Лоранс все больше раздражается, барабанит пальцами по деревянному
бордюру, но кассир горестно разводит руками:
- Мадам, я огорчен, подавлен... но, как вы помните, это особый счет,
нужна подпись месье Ферзака.
- Подпись месье Ферзака? - изумляется Лоранс. - Вы хотите сказать,
подпись моего мужа? На моих чеках? Из-за каких-то трех тысяч франков?
- Мадам, вы же знаете, дело не в сумме, дело в принципе...
- И знать ничего не хочу! Да, не знала я, что мне понадобится подпись
мужа, чтобы взять свои же деньги! По-моему, так это полная бессмыслица...
Ну и так далее, и в том же духе.
Не без злорадства я представил себе красную как рак Лоранс в ее
ярко-розовом костюме, рыжую шевелюру кассира и спешащего к мадам директора
банка, аж посизевшего от смущения, - роскошная скульптурная группа,
воплощение ярости и достоинства. Но, расфантазировавшись, я позабыл, вернее,
отложил разговор с Лоранс: нужно обязательно ее подбодрить, успокоить ее
тревоги и, может быть, уже раненое честолюбие.
Едва мы вошли в квартиру, как Лоранс бросилась к себе:
- Господи, сегодня четверг, четвертое! Сегодня у меня бридж! Извини,
пожалуйста!
Она убегала. Я схватил ее за руку, Лоранс повернулась ко мне, страшно
бледная, с горящими глазами.
- Дорогая, - сказал я как можно мягче, - ведь ты понимаешь, что я не
собираюсь следовать этому договору с банком?
Лоранс посмотрела на меня с изумлением:
- Не представляю, как это тебе удастся сделать.
Я отпустил ее, она смерила меня холодным взглядом и ушла к себе в
комнату, оставив дверь чуть приоткрытой.
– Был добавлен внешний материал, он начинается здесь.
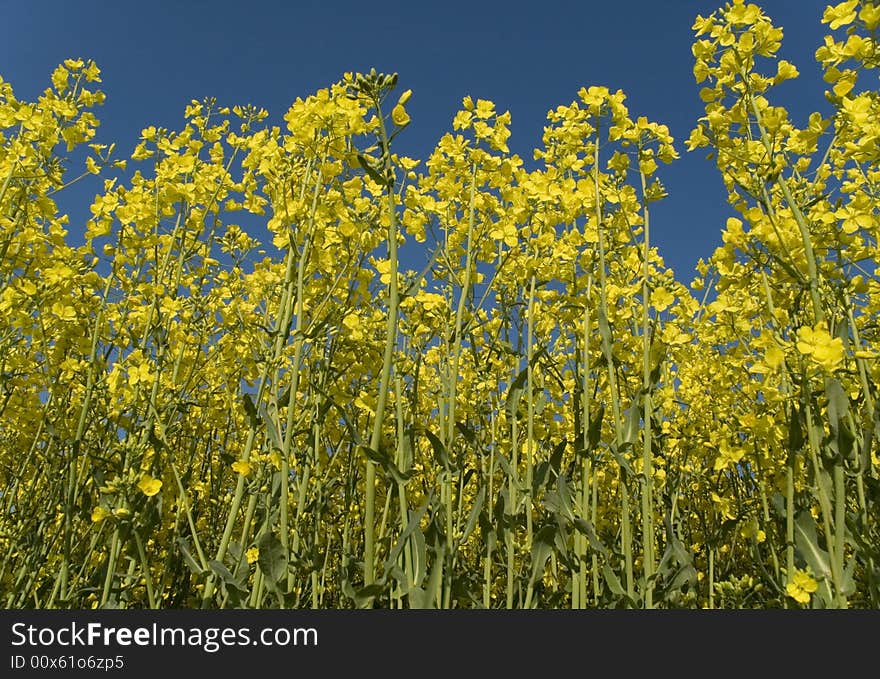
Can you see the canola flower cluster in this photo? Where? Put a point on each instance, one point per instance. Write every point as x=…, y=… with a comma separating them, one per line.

Так и пришлось с ней говорить
вслепую:
- Ты плохо меня знаешь. Вернее, не знаешь, как я переменился. Богатство
преображает людей!
- Мне это просто смешно! - Голос ее звучал отчужденно. - Я тебе сразу
растолковала, что ни гроша не хочу из твоих денег. К тому же не думаю, чтобы
ты смог переставить хотя бы запятую в этом контракте!
Лоранс и впрямь измучилась, и было отчего: семь лет она меня содержала
и нежданно-негаданно выкормила себе строптивца, ничего себе испытаньице!..
- Ну, дорогая, послушай. Завтра я пойду в банк, и ты увидишь, что все
это лишь шутка. Поверь мне, они сделают то, что я захочу.
- Будет удивительно, если ты их переубедишь.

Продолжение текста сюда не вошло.